St. Maximos' Hut

Christian charity and taxes
From Thomas Woods' The Church and the Market (page 196):


To say that the demands of Christian charity are binding on the Catholic conscience, and that these demands must inform the pious man's disposition of his property, is something very different from claiming for the state a right to violent interference with a man's use of his property if he is considered not to be sufficiently generous towards his fellows. He will have to answer to God for his lack of charity toward his fellow man, to be sure. But to claim that the state is obligated to seize his possessions violently is a mere statement of opinion. Moreover, surely it at least possible that the dangers inherent in granting the state such powers could be so great as to render wealth redistribution undesirable even to those who might otherwise support it.



This seems like two crucial points missing in our moral dialogues today. First, advocates of the use of state power to solve social dilemmas are generally optimistic about the ability of the people who make up the government to resist the temptation to abuse their powers, even as many also tend to find the current U.S. government to be persuasive evidence of Satan's presence on Earth. If the existence of social problems are, as these same folks generally contend, the result of bad actions by people (price gouging, racism, etc.) in the private sector and the Republican Party, why then is it legitimate to assume that the government is populated largely by people able to resist the temptations of power and self-interest?

Second, because something is right does not mean it is mandatory or that it should be mandatory.

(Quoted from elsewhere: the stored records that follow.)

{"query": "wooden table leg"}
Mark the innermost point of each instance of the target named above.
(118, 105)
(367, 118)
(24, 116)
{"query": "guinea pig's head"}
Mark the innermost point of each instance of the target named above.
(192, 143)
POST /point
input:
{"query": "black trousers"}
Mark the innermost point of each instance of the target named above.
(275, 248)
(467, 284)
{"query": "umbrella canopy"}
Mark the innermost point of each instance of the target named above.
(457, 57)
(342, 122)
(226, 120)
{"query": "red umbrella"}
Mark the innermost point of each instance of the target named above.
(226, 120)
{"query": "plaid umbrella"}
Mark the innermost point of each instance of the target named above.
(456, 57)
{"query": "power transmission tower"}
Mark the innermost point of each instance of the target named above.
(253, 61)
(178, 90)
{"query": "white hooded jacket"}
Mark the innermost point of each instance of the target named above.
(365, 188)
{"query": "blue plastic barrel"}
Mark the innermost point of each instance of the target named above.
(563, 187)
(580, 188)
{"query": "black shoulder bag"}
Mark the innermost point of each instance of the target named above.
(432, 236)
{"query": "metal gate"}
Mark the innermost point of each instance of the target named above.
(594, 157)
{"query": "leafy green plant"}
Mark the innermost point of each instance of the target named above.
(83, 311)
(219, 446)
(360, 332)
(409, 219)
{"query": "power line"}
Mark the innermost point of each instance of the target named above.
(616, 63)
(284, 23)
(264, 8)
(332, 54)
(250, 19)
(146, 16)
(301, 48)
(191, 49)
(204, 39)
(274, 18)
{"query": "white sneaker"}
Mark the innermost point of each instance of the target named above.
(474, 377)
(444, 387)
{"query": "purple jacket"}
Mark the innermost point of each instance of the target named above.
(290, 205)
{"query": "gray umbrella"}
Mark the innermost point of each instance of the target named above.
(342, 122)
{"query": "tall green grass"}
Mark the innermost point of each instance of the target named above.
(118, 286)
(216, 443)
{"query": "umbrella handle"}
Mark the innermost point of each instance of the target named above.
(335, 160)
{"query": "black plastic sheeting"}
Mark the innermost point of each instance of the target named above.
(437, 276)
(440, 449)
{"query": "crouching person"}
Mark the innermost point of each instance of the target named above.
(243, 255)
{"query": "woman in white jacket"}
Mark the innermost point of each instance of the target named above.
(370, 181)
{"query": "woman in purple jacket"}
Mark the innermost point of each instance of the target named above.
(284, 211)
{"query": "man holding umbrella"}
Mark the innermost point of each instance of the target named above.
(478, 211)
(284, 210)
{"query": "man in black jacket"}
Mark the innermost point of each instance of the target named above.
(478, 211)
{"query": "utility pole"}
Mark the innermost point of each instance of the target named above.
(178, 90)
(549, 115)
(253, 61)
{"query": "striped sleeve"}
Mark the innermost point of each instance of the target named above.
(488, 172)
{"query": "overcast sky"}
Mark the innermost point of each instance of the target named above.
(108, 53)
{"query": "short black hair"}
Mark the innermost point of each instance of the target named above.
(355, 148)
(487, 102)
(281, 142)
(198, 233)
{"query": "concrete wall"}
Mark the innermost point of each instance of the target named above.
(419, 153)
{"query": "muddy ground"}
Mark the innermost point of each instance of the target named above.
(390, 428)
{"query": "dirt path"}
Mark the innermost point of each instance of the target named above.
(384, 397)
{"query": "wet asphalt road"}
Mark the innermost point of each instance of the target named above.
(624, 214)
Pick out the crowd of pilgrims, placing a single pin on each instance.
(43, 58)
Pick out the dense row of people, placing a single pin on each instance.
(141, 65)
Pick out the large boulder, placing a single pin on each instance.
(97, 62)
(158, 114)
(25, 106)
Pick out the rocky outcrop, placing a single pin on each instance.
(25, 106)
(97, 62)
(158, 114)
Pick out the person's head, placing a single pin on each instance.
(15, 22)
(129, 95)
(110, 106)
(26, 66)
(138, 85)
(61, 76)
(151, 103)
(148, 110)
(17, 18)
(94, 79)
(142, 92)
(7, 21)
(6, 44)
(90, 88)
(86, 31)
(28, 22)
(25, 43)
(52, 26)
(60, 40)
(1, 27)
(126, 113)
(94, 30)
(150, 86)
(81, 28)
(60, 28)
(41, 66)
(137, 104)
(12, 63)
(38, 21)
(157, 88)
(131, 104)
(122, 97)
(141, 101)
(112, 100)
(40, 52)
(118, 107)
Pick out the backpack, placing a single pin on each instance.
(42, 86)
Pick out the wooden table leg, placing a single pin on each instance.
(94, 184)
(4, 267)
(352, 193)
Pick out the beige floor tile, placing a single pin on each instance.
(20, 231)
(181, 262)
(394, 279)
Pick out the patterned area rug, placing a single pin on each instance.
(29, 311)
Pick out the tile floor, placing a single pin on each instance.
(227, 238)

If we mandate charity, is it really charity for it is no longer the result of a voluntary choice? If we accept the idea that life on earth is a mere prelude to eternity, then it becomes far less important that we cure every problem. Only in a secular world view in which this is all there is does it matter so critically that all suffering be ended right now. The moral obligations to the poor are placed on us because they are a test of our response - it is our actions in helping or not for which we will have to answer.


Posted by Andy Morriss on Monday November 21, 2005 at 4:59pm
Fr. Charles Nalls (mail):
Taking the second point first, we should understand that charity compelled is not charity. It is a tax, and falls under the rubric of "the things of Caesar". We must render unto Caesar, but nothing precludes us from having a Caesar that does not rob or otherwise harm us.
Charity is a function of a life lived in imitatio Dei. As God freely gave his only Son, so too we are charitable. Note, here, that I do not use the term "giving" charity or "doing" charity. Charity is habitus that comes from living the Christ-life.

I think I Corinthians 13, while generally overused by unoriginal clergy at weddings, is instructive. "And though I bestow all my goods to feed the poor, and though I give my body to be burned, and have not charity, it profiteth me nothing." (v. 3) And this would be a voluntary giving of goods! Can charity ever enter in when goods are taken?

On point one, the state-power crowd, I would contend, simply has transferred allegiance to "public religion". They have a nifty sacrificial system, priests, and a theology in which the human is deity. They compel funding of their faith in the same manner that state churches are funded-by a form of ecclesiastic tax. The problem is that the outworking of the religion, wholly uninformed by true charity because you can't let such notions into such a model, is unable to be truly benign no matter what the intentions of those who worship at the altar of government.

Just a few observations from this corner of the ecclesia militans.